Heparin is one of the oldest medications in widespread clinical use. Although its discovery in 1916 predates the establishment of the Food and Drug Administration, it did not enter clinical trials until 1935.2 Heparin was originally isolated from canine liver cells, hence its name hepar from the Greek meaning “liver.” Native heparin is a polymer with a molecular weight ranging from 3 to 30 kDa, although the average molecular weight of most commercial heparin preparations varies from 12 to 15 kDa. Heparin is a member of the glycosaminoglycan family of carbohydrates (which includes the closely related molecule heparin sulfate). It is composed of a variably sulfated repeating disaccharide unit. Heparin is a naturally occurring anticoagulant produced by basophils and mast cells. It has been estimated that approximately 12 million individuals or one-third of hospitalized patients have some type of exposure to heparin yearly.

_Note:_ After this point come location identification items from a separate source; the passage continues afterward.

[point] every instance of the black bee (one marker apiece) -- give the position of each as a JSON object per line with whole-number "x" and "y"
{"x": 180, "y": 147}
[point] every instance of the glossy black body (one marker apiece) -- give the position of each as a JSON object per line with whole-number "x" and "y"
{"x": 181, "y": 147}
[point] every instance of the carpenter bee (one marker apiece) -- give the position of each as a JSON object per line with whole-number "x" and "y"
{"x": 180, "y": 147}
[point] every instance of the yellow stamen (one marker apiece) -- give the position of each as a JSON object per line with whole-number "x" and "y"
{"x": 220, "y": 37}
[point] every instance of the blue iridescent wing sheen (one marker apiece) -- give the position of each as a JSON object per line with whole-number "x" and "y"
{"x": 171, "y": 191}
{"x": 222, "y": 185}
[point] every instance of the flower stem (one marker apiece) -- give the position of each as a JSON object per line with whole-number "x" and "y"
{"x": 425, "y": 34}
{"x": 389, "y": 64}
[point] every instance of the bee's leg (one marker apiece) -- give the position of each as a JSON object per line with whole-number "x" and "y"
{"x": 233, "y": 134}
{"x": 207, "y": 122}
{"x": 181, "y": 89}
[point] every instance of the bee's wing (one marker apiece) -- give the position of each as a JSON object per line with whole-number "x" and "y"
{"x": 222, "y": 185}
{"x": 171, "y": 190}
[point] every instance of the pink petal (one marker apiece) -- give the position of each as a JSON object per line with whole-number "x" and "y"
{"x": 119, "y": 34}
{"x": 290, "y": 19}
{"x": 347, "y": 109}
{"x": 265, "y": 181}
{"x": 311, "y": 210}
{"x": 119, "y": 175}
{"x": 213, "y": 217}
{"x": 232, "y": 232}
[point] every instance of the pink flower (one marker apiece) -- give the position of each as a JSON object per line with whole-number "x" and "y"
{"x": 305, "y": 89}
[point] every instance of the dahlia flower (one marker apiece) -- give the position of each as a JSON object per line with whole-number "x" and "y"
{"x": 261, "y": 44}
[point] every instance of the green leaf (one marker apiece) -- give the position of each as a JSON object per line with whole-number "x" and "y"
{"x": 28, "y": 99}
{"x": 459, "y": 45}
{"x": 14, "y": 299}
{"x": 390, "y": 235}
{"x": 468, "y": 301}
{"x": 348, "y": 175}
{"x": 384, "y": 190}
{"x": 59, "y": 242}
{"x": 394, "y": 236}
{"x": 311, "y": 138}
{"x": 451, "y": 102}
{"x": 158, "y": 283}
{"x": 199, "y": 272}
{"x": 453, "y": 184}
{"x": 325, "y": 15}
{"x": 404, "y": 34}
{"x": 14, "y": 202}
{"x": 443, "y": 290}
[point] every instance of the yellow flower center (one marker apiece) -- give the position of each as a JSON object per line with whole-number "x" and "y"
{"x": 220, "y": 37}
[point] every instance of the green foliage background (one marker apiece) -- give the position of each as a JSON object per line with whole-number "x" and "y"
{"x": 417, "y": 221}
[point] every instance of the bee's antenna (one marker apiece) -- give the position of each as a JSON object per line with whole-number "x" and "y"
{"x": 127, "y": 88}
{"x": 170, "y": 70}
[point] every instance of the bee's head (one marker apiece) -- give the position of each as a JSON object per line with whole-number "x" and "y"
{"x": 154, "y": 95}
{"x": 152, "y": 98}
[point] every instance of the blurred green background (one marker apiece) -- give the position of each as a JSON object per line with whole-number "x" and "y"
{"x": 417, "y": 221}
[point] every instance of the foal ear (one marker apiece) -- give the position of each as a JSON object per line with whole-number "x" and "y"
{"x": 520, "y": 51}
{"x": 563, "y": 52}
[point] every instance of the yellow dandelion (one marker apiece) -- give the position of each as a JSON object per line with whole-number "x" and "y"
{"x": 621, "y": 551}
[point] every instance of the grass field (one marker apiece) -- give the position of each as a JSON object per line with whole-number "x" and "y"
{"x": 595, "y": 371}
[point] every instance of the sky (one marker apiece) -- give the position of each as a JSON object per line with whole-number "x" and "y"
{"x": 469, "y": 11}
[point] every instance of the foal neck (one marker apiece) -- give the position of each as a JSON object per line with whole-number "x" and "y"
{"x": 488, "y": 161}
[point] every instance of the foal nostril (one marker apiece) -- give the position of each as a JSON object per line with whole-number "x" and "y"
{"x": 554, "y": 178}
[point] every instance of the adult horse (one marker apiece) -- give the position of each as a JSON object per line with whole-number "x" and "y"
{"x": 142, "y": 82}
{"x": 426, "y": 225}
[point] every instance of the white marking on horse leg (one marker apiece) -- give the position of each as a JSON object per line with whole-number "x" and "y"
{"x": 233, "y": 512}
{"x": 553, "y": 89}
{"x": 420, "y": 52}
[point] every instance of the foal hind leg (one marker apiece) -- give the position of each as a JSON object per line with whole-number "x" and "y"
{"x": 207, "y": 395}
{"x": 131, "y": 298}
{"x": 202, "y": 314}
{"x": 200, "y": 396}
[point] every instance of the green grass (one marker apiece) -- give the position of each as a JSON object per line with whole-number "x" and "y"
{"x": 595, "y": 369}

HIT, sometimes referred to as the “white clot syndrome,” is a potentially fatal disorder. Although significant attention has been given to this disorder in the adult population, there have been limited reports in pediatric-aged patients.3–5 Shortly after the introduction of heparin for clinical use in the 1930s, reports of thrombocytopenia began to appear, although its clinical implications were not truly appreciated.6–8 In 1958, two vascular surgeons reported arterial thrombosis in 10 patients receiving heparin.9 This was followed by a report of 11 additional patients in 1964 and the suggestion that the process resulted from an autoimmune (antigen–antibody) interaction.10 This theory was later proven in 1973 by Rhodes et al.11 Diagnostic tests for HIT became available in the 1980s, while the 1990s saw the introduction of several non-heparin agents to provide anticoagulation.12
The exact incidence of HIT is unknown, but studies have suggested that it ranges from as low as 1% to as high as 30%.13–16 HIT can develop after exposure to either unfractionated or low-molecular-weight heparin, although the incidence is lower with the second type. Exposure may be from any method of administration, including a bolus, infusion, intravenous, or subcutaneous route, as a flush solution, or on heparin-impregnated catheters.17–21 In most scenarios, the patient's platelet count falls 5 to 14 days after heparin is first given; however, if circulating anti-heparin antibody (immunoglobulin G [IgG]) from previous heparin exposure is already present, the platelet count may fall immediately on reexposure. The most common symptom of HIT is enlargement or extension of a previously diagnosed thrombus or the development of a new thrombus elsewhere in the body. In the adult population, thrombolytic complications are primarily arterial and tend to involve the extremities, although there are reports of cerebral, myocardial, and mesenteric thrombosis.22–24 Venous thromboses, especially deep venous thrombosis (DVT), and their pulmonary embolic complications are less frequent, although a strong index of suspicion should be maintained when HIT is suspected. Thrombotic complications may occur at multiple anatomic sites and can result in significant morbidity including loss of limb and mortality rates of up to 30% in adult patients.24–26 The location, incidence, and risk of morbidity and mortality from HIT is less well defined in pediatric patients. Makhoul et al27 reported that arterial and venous thrombotic events occurred in previously catheterized vessels in 19 of their 25 patients when anticoagulation was administered for cardiopulmonary bypass and thrombocytopenia was noted postoperatively. The latter condition may suggest a propensity to develop thrombotic complications in vessels with previous endothelial damage.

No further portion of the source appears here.